October 4, 2011 / 11:20 PM / 7 years ago

Alexander McQueen sees feminine strength for spring

PARIS (Reuters) - With faux feathers and cascades of ruffles, Alexander McQueen brought fantasy and femininity to the runway on Tuesday, while still hewing to the fashion label’s edgy, dark side for spring.

Models appears at the end of the presentation by British designer Sarah Burton for fashion house Alexander McQueen as part of her Spring/Summer 2012 women's ready-to-wear fashion collection show in Paris, October 4, 2011. REUTERS/Pascal Rossignol

Creative Director Sarah Burton presented a show-stopper in the best tradition of the theatrical brand, mixing up flirty skirts that flounced at the knee with harder-edge military details like epaulets, high collars and armor-like bodices.

Burton — once the label’s head of women’s’ design before the 40-year-old McQueen committed suicide last year at his London home — has been riding a wave of notoriety since her design of Kate Middleton’s wedding dress this spring.

The Gothic-inspired ivory satin and lace affair with a 2.7 meter-long train garnered raves and focused an international spotlight on Burton and the Alexander McQueen line.

“What you saw tonight, the brilliance behind the fantasy and the beauty of the show has nothing to do with that,” said actress Salma Hayek after the show, referring to the now-infamous wedding dress.

“I think she’s already moved on from that. It’s gone somewhere else. It was very unexpected. It was amazing.”

Hayek is the wife of the chief executive of the PPR Group, Francois-Henri Pinault, whose stable of brands include Yves Saint Laurent, Gucci, Balenciaga and Stella McCartney.

Using colours of buttery ivory, gold, salmon and violet, Burton somehow managed to reconcile weightlessness with structure in her gowns.

Tiny bits of chiffon were sewn together to create what looked like baby-doll dresses made from feathers. Yet as the sinewy models passed by, one caught a glimpse of a harness at the back — a motif she used in her Fall 2011 collection — providing a darker, more aggressive note.

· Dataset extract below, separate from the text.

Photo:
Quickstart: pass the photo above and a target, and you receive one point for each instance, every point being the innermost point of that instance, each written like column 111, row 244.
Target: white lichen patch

Strength and femininity went hand in hand in form-fitting jackets in silvery pink and gold, adorned with fringed epaulets or high Elizabethan collars, paired with narrow skirts below the knee.

Ruffles in a muted print of violet and grey burst from the seams of jackets and dresses, their fluidity constrained by the sharp tailoring of the garments.

Burton’s underwater fantasy was the show’s highlight, with models transformed into mermaid warriors. Using abalone shells in one gown, and coral in another, she created intricate, armor-like corseted torsos, with soft chiffon billowing beneath to the floor.

“I do believe there’s a little less of an angst when I see this collection,” said Ken Downing, fashion director for U.S. department store Neiman Marcus. “I think because it’s in the hands of a woman, we see a little more of a feminine spirit.”

Still, it would not be an Alexander McQueen show without a darker and more menacing undertone, and Burton mixed up strips of black vinyl with cream lace in a gown that looked like it was glued onto the model’s body, almost trapping her inside.

Indeed, the show’s styling reinforced the idea of entrapment and suffocation as intricately and beautifully woven, form-fitting death masks obscured the models’ faces.

The choice of the Centquatre art center in Paris’ gritty 19th Arrondissement was morbidly appropriate. The space — now a expansive open pavilion with a vast glass and steel roof — once housed Paris’ state-run mortuary.